The City of Westminster’s deeply hostile attitude to cyclists and pedestrians is no secret. But today I came across an example which exemplifies car-centric thinking so much, I simply had to blog about it.
I was travelling in the north of the borough, along a marked cycle route, which as you can see on the LCN+ map is part of the London Cycle Network.
The road is a backstreet which runs north-south directly between the A5 (Highways Agency managed trunk road) and the A41 (TfL managed trunk road). The junction that I have photographed is respectively 0.1 and 0.4 miles from each of these roads.
Let’s take a look at some photos and some problems:
1. Someone at Westminster has taken the extraordinary decision that the optimal design for users of this very wide, residential street is to shove a lane of cars down the middle of it:
Even with the extraordinary decision of allowing cars to park down the centre of the carriageway, it is clear from this photo that the lanes are still much wider than a car-width and unmarked, encouraging high speeds.

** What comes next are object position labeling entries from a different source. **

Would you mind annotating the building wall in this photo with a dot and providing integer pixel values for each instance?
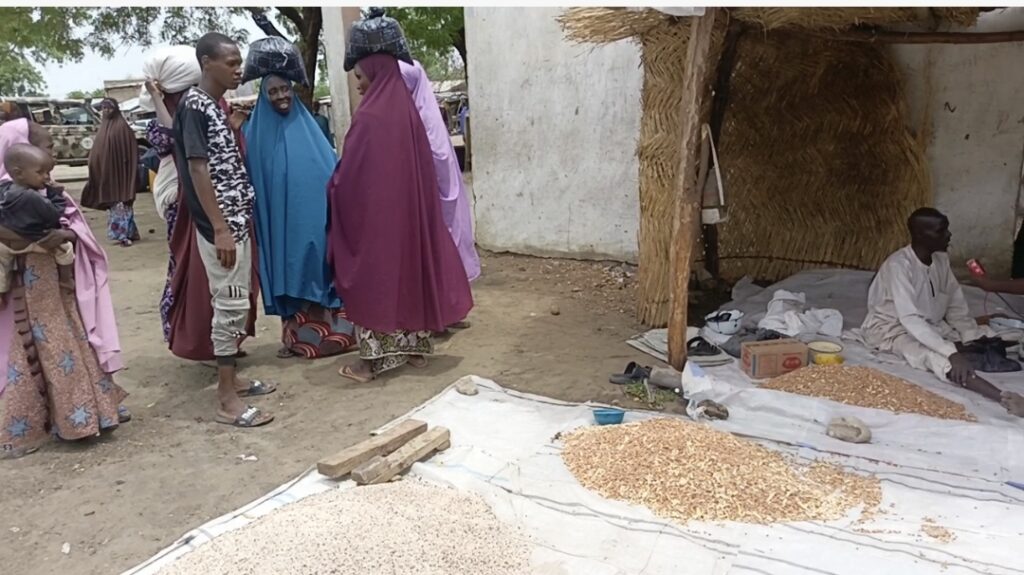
(123, 90)
(554, 129)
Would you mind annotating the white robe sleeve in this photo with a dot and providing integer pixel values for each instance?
(911, 318)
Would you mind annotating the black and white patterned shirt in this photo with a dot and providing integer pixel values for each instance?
(202, 131)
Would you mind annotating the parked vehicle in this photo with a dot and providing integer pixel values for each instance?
(73, 124)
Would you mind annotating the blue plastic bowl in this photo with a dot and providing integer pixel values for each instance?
(607, 416)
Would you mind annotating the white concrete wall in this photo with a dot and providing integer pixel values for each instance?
(554, 131)
(555, 126)
(975, 97)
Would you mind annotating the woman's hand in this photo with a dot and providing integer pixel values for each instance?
(54, 238)
(985, 282)
(239, 117)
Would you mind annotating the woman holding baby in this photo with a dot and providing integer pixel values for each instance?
(58, 347)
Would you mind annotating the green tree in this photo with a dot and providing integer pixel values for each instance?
(37, 36)
(433, 33)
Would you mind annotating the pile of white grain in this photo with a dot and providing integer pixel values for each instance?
(690, 472)
(867, 388)
(406, 527)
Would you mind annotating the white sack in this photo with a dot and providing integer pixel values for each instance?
(175, 68)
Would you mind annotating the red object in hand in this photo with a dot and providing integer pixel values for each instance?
(975, 267)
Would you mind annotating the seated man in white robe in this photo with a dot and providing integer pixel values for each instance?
(916, 310)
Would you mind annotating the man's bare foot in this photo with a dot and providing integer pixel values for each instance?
(253, 388)
(230, 404)
(358, 371)
(1014, 403)
(248, 417)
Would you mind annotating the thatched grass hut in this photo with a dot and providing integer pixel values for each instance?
(819, 159)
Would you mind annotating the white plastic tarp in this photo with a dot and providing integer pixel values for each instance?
(504, 448)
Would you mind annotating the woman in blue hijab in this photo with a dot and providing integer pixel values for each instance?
(290, 163)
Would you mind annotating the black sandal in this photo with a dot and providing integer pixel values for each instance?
(633, 373)
(699, 347)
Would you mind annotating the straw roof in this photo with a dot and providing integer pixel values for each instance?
(819, 164)
(820, 167)
(611, 25)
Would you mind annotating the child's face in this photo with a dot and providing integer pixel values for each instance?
(35, 174)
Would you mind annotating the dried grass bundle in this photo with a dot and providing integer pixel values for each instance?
(690, 472)
(600, 26)
(864, 387)
(820, 166)
(965, 17)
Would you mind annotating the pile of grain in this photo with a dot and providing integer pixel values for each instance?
(685, 471)
(398, 528)
(867, 388)
(936, 531)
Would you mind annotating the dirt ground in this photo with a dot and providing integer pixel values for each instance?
(548, 326)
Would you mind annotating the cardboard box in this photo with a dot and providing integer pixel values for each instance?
(771, 358)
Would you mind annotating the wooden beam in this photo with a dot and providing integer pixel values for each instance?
(344, 461)
(687, 224)
(381, 470)
(890, 37)
(719, 103)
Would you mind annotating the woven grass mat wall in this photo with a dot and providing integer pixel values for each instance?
(819, 165)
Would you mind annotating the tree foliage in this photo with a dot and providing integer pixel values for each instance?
(86, 94)
(30, 37)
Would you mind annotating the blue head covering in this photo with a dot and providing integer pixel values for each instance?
(290, 163)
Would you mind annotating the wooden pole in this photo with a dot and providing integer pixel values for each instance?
(687, 225)
(720, 100)
(890, 37)
(335, 32)
(350, 14)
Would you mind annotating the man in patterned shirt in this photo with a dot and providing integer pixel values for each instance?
(219, 197)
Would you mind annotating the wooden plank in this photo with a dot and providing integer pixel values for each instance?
(382, 470)
(687, 226)
(720, 100)
(344, 461)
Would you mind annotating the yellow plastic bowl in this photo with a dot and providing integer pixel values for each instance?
(825, 353)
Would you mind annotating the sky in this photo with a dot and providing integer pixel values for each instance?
(93, 70)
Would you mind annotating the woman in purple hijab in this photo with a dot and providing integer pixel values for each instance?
(393, 260)
(455, 206)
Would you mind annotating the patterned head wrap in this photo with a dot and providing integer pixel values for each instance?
(376, 34)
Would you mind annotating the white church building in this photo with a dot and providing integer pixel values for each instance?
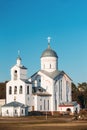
(47, 90)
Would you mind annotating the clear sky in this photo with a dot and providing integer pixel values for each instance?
(25, 26)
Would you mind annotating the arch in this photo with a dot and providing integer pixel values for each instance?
(27, 89)
(15, 90)
(10, 90)
(68, 110)
(21, 89)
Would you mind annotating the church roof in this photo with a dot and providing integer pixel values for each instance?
(14, 104)
(49, 53)
(26, 81)
(23, 67)
(53, 74)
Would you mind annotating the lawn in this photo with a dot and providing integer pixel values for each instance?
(40, 123)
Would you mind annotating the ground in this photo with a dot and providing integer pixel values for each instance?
(42, 123)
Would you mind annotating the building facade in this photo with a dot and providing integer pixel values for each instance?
(47, 90)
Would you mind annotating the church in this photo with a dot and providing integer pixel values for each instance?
(47, 90)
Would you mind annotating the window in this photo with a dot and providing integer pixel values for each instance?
(21, 90)
(27, 89)
(50, 66)
(44, 105)
(10, 90)
(48, 104)
(40, 107)
(15, 75)
(67, 90)
(15, 90)
(22, 111)
(15, 111)
(60, 89)
(7, 112)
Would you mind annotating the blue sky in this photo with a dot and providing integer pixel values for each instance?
(25, 26)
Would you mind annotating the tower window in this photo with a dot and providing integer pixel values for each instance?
(22, 111)
(21, 90)
(27, 89)
(15, 90)
(10, 90)
(50, 66)
(7, 112)
(15, 75)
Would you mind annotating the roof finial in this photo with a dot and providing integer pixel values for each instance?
(49, 38)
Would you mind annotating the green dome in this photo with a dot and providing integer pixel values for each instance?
(49, 53)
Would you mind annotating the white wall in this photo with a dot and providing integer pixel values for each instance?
(49, 64)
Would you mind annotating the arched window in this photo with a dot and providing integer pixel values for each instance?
(15, 75)
(15, 90)
(50, 66)
(27, 89)
(10, 90)
(21, 90)
(22, 111)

2. There is actually considerably more potential space that could be used. Let’s accept for a moment that, for some reason, it is essential to the lives of the residents of Maida Vale that they own enough cars to take up both sides of the road and the centre of the carriageway. There is still easily enough space for some sort of cycling infrastructure:
3. Finally, at this wide, busy rat-run with no speed cameras, bumps or any other type of speed reduction or enforcement, Westminster are not even good enough to provide a zebra, pelican or other pedestrian-focused crossing (this is a residential street within 1 mile of three primary schools):
Oh wait, hang on a second. Westminster have thoughtfully added some provision for pedestrians:
Advice that perhaps Westminster City Council could do with taking on board.